Wojciech Jagielski - Burning Grass (2012)
Burning Grass describes the town of Ventersdorp in the Republic of South Africa and its inhabitants, who still feel the looming presence of the murdered local politician Eugene Terre'Blanche. The story is written in an original style and shows the social processes occurring in that country after the abolition of apartheid.
Wojciech Jagielski (born 1960) is a prose writer, journalist and international correspondent for the newspaper Gazeta Wyborcza for over two decades. He is also a correspondent for the BBC and Le Monde, best known for his reportage from Central Asia, the Caucasus and Africa. He has received the Joseph Tischner Award (2003) and nominations to the Nike literary prize in Poland in 2003 and 2010. He has published four books: A Good Place to Die (1994, with an introduction by Ryszard Kapuściński), Praying for Rain (2002), Towers of Stone (2004) and Night Wanderers (2009).
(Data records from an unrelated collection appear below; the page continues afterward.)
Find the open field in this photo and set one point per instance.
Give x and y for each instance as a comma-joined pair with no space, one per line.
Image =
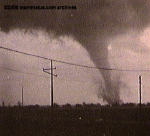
71,121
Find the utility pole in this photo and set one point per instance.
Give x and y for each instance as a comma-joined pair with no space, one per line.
140,104
22,96
51,75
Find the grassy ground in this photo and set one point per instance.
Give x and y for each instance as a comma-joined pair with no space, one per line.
38,121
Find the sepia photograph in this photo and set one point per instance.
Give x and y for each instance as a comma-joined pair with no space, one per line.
74,67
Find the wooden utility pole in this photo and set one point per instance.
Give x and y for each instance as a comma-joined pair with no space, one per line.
52,83
140,104
51,74
22,96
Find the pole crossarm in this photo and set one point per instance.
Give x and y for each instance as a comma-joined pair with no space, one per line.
46,70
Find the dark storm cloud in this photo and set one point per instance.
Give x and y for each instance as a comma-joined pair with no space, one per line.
92,24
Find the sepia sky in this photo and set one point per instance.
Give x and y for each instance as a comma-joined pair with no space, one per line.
128,55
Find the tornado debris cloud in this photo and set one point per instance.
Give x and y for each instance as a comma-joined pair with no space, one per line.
92,23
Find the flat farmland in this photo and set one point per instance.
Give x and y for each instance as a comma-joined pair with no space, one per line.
75,121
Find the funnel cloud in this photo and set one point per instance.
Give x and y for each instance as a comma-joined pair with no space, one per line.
92,23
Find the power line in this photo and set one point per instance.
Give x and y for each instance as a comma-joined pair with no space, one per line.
74,64
18,71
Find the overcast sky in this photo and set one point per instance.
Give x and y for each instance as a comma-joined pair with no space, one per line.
73,84
128,55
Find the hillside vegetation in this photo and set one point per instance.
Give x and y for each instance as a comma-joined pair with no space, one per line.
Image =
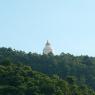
77,71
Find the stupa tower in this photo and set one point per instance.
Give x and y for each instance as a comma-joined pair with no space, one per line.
47,48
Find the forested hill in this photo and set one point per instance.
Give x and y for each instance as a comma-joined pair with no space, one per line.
81,68
18,79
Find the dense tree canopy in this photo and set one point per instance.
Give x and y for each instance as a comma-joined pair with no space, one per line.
19,79
76,71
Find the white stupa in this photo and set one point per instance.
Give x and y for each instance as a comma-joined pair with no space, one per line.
47,48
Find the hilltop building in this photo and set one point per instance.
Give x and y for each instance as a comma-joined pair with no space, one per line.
47,49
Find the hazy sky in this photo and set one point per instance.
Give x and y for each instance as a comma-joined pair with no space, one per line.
68,24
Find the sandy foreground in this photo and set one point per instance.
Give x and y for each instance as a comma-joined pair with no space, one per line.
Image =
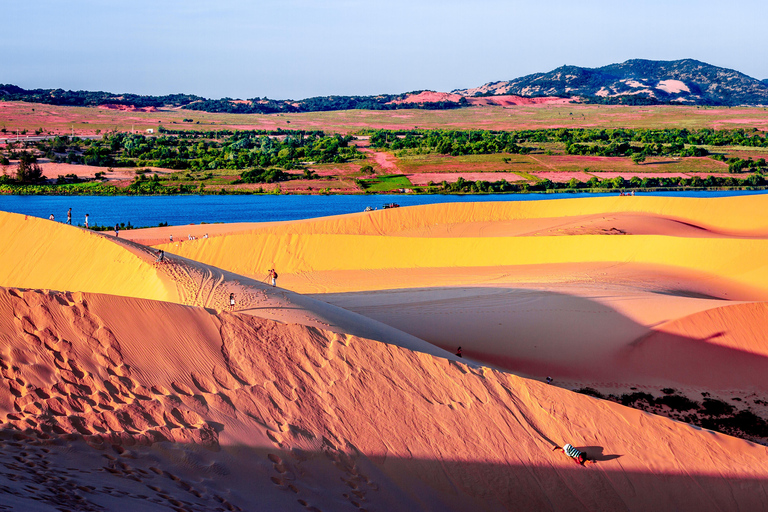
129,384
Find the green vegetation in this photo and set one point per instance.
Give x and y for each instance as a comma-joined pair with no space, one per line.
576,141
384,183
594,184
711,413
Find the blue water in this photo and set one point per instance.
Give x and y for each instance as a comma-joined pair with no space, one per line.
178,210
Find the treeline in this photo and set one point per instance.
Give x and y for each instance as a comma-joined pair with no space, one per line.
684,136
453,142
190,151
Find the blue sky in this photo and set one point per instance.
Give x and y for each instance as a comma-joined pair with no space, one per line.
298,48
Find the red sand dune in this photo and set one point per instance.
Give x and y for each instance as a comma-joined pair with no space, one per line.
511,100
133,387
502,100
451,177
127,108
219,411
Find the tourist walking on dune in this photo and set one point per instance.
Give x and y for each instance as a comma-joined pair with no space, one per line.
273,277
578,457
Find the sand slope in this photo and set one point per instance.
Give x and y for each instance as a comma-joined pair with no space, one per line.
585,290
49,255
135,404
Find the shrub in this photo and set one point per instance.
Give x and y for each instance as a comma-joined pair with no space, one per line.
715,407
630,399
591,392
678,403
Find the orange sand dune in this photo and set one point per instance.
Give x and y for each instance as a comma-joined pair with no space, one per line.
530,286
49,255
681,233
734,216
117,403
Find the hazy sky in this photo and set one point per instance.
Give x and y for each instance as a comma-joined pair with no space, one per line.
300,48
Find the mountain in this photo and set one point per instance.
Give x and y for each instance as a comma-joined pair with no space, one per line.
638,81
635,81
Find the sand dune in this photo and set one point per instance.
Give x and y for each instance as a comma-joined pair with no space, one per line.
535,287
220,411
47,255
133,387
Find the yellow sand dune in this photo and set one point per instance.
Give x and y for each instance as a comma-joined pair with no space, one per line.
306,253
41,254
118,403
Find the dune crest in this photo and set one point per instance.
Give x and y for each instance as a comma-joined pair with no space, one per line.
274,415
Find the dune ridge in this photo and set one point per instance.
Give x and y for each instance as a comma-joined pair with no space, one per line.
134,386
277,415
48,255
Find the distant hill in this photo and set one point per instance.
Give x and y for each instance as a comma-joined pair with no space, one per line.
638,81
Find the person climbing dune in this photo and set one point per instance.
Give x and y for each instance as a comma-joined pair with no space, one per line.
578,457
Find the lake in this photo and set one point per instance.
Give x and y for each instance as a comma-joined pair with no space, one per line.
193,209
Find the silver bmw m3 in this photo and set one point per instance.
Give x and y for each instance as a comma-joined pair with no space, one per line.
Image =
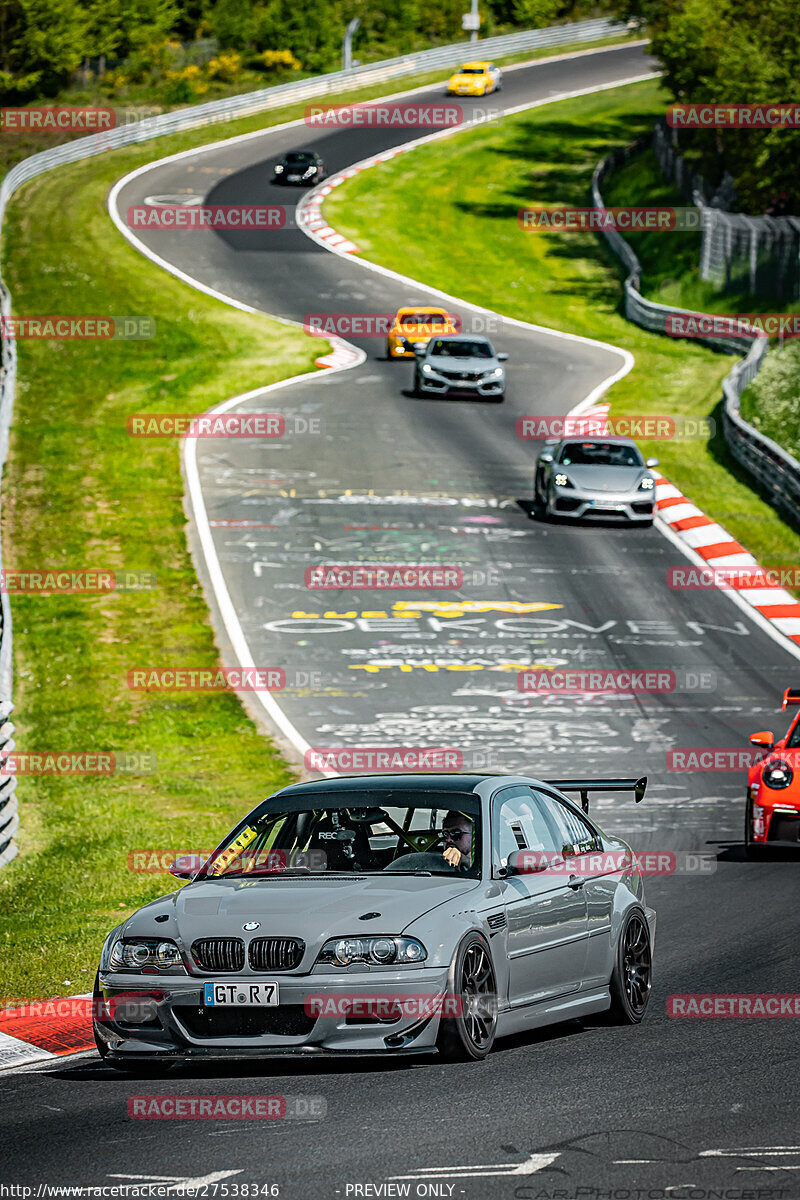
585,478
384,915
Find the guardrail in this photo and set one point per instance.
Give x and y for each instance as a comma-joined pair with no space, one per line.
214,112
776,472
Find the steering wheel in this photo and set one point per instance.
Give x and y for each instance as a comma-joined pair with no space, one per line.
420,843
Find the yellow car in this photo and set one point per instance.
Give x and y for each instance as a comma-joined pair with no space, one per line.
417,325
475,79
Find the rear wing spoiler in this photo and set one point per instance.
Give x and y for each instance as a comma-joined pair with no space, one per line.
584,786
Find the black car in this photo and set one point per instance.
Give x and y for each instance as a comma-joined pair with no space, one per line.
299,167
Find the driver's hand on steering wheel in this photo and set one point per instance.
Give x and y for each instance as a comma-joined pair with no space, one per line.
457,837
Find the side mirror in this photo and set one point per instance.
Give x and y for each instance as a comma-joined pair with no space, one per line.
533,862
186,865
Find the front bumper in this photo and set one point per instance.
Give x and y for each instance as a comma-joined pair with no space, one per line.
469,89
601,505
444,385
187,1029
400,347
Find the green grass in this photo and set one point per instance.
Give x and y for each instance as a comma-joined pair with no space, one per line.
473,186
17,145
79,492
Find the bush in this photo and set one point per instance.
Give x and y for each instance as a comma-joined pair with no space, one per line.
226,66
275,60
184,87
771,403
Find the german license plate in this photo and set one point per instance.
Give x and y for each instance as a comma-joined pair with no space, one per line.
253,995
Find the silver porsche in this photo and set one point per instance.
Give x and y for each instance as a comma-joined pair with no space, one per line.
384,915
601,478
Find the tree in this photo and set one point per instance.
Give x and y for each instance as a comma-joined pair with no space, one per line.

Culture.pl presents an interview with Jagielski on Burning Grass.
Lidia Ostałowska - It Hurts Even More
A collection of 12 reports on Poland from 1991 to 2005 published in Gazeta Wyborcza, creating an honest image of Poland. From the confession of unemployed people who used to work at State Agricultural Farms and women facing difficult issues connected with abortion, to musicians members of the legendary hip-hop formation Paktofonika.
One of Poland's most recognised reports, Lidia Ostałowska was nominated for the Kapuścisńki Award last year for her Watercolours (2011). A graduate of Polish studies at the University of Warsaw, she writes about minorities, women, subcultures, teenagers and the marganalised. She published A Gypsy Is a Gypsy, her first book, in 2000.
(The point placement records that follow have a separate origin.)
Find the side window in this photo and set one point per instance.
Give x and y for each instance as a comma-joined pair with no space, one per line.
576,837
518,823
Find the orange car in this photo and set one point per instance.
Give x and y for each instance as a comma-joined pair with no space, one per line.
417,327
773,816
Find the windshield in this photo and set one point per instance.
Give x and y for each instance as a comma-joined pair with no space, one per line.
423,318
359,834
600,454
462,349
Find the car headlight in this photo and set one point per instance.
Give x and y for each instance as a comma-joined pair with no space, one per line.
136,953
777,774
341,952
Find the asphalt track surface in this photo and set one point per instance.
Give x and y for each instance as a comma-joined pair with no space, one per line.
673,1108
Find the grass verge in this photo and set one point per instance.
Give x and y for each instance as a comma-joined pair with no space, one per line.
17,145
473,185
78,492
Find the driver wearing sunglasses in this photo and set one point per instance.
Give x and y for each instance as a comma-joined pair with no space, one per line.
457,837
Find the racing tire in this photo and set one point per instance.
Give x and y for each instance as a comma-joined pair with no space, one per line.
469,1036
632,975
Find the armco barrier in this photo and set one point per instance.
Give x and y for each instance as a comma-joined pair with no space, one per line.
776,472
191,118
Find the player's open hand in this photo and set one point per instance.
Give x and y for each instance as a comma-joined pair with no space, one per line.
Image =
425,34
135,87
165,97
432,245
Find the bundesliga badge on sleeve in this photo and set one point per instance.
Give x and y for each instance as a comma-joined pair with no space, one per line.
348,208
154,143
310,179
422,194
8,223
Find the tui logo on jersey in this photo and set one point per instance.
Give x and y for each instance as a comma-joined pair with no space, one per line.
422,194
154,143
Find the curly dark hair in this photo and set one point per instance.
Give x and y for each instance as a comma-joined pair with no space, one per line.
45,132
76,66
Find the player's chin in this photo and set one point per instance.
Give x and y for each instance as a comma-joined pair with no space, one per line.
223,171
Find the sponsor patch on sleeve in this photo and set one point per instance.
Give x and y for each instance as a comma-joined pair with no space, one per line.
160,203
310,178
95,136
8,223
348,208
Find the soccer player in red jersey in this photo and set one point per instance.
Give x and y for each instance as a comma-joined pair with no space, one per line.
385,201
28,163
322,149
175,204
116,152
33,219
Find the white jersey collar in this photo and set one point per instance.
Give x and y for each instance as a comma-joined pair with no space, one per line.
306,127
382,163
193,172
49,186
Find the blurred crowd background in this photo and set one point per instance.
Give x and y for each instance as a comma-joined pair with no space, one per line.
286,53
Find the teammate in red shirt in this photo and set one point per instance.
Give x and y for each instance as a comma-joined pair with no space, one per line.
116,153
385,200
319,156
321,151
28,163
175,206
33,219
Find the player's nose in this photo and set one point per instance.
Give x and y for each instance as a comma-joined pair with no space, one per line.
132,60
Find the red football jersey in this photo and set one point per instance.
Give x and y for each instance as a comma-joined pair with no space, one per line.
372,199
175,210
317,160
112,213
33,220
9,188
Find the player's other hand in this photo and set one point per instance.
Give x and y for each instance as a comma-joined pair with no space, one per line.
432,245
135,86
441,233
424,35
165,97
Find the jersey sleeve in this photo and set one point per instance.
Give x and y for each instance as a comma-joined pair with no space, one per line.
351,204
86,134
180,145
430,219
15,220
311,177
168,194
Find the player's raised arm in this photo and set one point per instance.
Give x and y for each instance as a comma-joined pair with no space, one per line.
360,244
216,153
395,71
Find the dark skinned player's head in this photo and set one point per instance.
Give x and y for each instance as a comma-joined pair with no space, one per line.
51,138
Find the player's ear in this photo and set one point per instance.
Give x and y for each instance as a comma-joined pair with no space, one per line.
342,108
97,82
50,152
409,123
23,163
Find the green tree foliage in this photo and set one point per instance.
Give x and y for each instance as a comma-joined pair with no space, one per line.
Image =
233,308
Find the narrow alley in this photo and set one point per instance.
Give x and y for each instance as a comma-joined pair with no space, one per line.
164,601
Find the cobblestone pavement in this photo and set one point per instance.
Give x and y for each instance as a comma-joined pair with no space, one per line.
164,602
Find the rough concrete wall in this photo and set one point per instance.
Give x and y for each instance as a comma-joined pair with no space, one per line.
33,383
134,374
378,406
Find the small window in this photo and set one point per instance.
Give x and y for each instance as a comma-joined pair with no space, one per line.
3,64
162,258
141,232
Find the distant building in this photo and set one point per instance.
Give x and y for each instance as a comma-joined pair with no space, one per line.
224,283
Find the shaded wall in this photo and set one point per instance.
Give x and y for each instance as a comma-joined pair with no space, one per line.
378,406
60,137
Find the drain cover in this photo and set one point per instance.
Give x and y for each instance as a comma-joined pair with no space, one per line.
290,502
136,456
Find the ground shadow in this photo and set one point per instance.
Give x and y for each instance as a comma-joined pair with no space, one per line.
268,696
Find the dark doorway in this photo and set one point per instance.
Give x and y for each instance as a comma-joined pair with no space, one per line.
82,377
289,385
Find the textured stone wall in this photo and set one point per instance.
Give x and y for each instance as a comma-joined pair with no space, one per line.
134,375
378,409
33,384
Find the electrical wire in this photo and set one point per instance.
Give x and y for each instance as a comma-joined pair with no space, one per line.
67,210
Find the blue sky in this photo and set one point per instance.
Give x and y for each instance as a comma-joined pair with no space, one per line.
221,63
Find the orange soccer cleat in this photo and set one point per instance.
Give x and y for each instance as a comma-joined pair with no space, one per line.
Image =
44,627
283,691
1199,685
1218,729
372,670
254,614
Mariusz Zawadzki - Brave New Iraq
A commentary on how two Western empires, the U.K. and the U.S., created Iraq and have continued to interfere in its affairs in the 21st century.
Mariusz Zawadzki (born 1970) has been based in the U.S. since 2010 as foreign correspondent for Gazeta Wyborcza. Previously he reported from the Middle East.
The annual Kapuściński Award was presented at a gala event at Warsaw's Teatr Polski / Polish Theatre. All five finalists take part in the Day of the Report event at the Warsaw Book Fair at the National Stadium on the 18th of May.
Awarded for the fourth time, the Ryszard Kapuściński Award honours the legacy of the prominent journalist, war reporter and poet, the second most translated Polish author. The winner in 2012 was Liao Yiwu, the Chinese author, reporter, musician and poet imprisoned several times for exposing the dark side of the Communist Party in his book The Corpse Walkers: Real Life Stories, China from the Bottom Up. The award was given to Svetlana Alexievich in 2011 for her stories about women soldiers who fought during the Second World War, The War's Unwomanly Face. In 2010 the winner was French journalist and war reporter Jean Hatzfeld for the report on Rwanda, The Antelope Strategy.